Today, Gentle Readers, I have a new type of post for you.
A book review.
The book in question? Skyfaring: A Journey with a Pilot by Mark Vanhoenacker.
I am, without a doubt, a nervous traveller. The method of travel is in some ways unimportant; the point is that if I’m not driving the car, the travelling makes me scared.
With buses and trains, I have managed to overcome my anxieties: I now catch a bus to work every day (my poor car is grateful for the rest), and I usually book trains in advance, and have found that a First Class seat alleviates much of my distress. (They’re quite cheap if you remember to book around six weeks in advance. But really, what price my comfort?)
But flying is not something I do often, and so, I have never had the chance to get used to it, or develop a coping strategy (alas, my “First Class” coping method for trains is not financially viable when transferred to planes). So, ahead of my three plane journey to my Antipodean Adventure, I knew drastic measures had to be taken.
In my world, drastic measures mean books. So I started scouring the world for a highly rated “I can cure your fear of flying!” book. There were none. I mean, there were some, but they all made me feel more nervous than before, and their distraction techniques left me worrying about WHY I should ignore the whiny noise beneath us.
Then I stumbled across a review for Vanhoenacker’s book. An experienced pilot of a Boeing 747, he both loved air travel (a previous career was chosen for the travel opportunities afforded) and planes themselves.
His book focuses on the nuts and bolts of air travel, and of flight, whilst capturing poetically the apparatus by which he traverses the globe (in a metal tube that defies gravity, travels forty thousand feet in the air and goes five hundred miles an hour.) I wasn’t sure how the book could help. I wasn’t sure if it would help. I wasn’t sure reading about how the nice man at the front of the plane manages to make us leave the fricking earth would do much to alleviate my worries. Yet I clicked on “Buy now” and let it wing its way to me.
The first few pages left me feeling sick with nerves. No, I had been right, this was not going to help. But his expertly crafted prose was so deeply soothing to read, so calm and assured, that before I knew it, I was wading into the first chapter, knee-deep in the technicalities of flight and piloting. And herein lies the magic of the book, as far as I am concerned.

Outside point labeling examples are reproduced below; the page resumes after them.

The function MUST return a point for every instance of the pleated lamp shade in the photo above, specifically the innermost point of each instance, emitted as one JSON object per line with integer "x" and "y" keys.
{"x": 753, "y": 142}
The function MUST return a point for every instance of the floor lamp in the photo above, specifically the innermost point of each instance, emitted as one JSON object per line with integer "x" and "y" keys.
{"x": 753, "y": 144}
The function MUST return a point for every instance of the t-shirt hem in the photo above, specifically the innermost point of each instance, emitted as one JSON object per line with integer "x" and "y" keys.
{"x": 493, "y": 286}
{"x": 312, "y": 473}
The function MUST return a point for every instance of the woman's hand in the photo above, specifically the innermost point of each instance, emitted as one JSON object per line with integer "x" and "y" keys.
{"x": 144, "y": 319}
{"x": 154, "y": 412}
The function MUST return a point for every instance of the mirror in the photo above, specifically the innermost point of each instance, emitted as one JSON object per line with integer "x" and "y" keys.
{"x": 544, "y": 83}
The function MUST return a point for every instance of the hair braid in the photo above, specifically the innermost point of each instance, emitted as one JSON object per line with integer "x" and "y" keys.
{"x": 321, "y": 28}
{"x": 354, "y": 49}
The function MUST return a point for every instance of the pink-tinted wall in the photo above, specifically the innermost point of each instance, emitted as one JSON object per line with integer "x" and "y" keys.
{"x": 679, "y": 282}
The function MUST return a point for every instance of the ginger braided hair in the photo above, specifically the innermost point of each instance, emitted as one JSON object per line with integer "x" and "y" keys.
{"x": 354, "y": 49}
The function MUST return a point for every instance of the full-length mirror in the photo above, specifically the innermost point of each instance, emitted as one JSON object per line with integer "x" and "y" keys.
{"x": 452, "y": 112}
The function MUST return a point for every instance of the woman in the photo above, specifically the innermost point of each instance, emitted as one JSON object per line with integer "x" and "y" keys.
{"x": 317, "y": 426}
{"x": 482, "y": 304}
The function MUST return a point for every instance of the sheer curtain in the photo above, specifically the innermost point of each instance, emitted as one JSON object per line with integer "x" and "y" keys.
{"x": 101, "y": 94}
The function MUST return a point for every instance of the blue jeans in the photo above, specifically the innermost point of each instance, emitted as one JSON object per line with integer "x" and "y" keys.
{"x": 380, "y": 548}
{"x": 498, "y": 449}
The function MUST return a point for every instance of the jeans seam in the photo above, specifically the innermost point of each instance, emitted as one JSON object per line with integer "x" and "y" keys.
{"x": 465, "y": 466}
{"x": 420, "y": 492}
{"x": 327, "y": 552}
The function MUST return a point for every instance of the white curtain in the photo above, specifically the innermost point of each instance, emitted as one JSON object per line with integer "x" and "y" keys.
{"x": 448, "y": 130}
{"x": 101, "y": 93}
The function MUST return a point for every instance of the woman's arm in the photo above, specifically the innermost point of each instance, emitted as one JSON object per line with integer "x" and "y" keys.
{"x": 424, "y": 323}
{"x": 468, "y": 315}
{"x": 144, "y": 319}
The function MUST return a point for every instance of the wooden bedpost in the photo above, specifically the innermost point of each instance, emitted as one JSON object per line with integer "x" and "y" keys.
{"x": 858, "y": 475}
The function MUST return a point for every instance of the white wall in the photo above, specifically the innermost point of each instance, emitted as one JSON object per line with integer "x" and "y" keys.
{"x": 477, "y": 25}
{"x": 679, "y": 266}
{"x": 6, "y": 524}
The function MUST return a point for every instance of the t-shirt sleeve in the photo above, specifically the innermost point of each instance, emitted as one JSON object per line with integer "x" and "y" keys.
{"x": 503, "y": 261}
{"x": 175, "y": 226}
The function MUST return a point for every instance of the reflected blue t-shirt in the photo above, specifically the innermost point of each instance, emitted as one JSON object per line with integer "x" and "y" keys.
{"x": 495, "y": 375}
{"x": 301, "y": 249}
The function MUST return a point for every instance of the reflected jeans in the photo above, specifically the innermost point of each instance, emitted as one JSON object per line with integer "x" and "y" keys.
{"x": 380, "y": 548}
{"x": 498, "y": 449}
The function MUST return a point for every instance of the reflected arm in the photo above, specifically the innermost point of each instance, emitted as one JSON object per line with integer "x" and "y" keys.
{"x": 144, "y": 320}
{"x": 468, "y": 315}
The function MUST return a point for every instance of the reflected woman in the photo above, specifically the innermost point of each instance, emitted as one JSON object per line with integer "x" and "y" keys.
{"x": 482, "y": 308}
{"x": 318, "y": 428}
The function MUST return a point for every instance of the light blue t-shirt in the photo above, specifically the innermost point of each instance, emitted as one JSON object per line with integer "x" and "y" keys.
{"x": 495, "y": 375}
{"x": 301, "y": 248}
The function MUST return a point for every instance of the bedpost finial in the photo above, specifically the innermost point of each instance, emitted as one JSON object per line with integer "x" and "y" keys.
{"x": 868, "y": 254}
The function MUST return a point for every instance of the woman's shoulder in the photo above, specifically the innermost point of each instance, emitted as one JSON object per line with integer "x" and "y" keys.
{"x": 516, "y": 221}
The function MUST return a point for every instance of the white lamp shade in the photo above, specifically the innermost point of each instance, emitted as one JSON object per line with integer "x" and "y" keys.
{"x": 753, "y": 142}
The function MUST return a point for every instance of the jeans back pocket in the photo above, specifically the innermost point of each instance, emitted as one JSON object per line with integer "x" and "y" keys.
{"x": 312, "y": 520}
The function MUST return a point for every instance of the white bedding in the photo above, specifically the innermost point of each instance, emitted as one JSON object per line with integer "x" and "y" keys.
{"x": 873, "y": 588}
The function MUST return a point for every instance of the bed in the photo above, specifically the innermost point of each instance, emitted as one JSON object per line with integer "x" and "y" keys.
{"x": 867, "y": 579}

Vanhoenacker never at any point undermines the seriousness of his job with flippancy or glib reassurance. Every action he describes, every fact he portrays, every anecdote he recounts – these are treated with the utmost gravity and reverence. I never got the impression that Vanhoenacker takes his job lightly; his voice is aware, deeply aware, of the perils and the dangers that face him every time he closes the cabin doors and primes the engines, and he respects the fear they may engender.
But he is also seriously in love with flight – the process and the secrets of the sky, even the time displacement he permanently suffers. This book showcases that love and makes it accessible even to a terrified flyer like me. His becoming a pilot is, he explains early on, the apex of a life-long dream, even when that dream did not make itself fully known to him until adulthood.
In the film Pretty Woman, Richard Gere takes Julia Roberts to the opera, and says to her, “[p]eople’s reaction to opera the first time they hear it is extreme, … They either love it or they hate it. If they love it, they will always love it. If they don’t, they may learn to appreciate it, but it will never become part of their soul.” That’s how I feel about flying. I hate it, But thanks to Mr Vanhoenacker’s book, I have learned, this time, to appreciate it.
P.S. I bought this book in Kindle format to start with, but loved it so much, I bought a physical copy to lend to people. Yes, I bought this book twice. That’s how much I love it.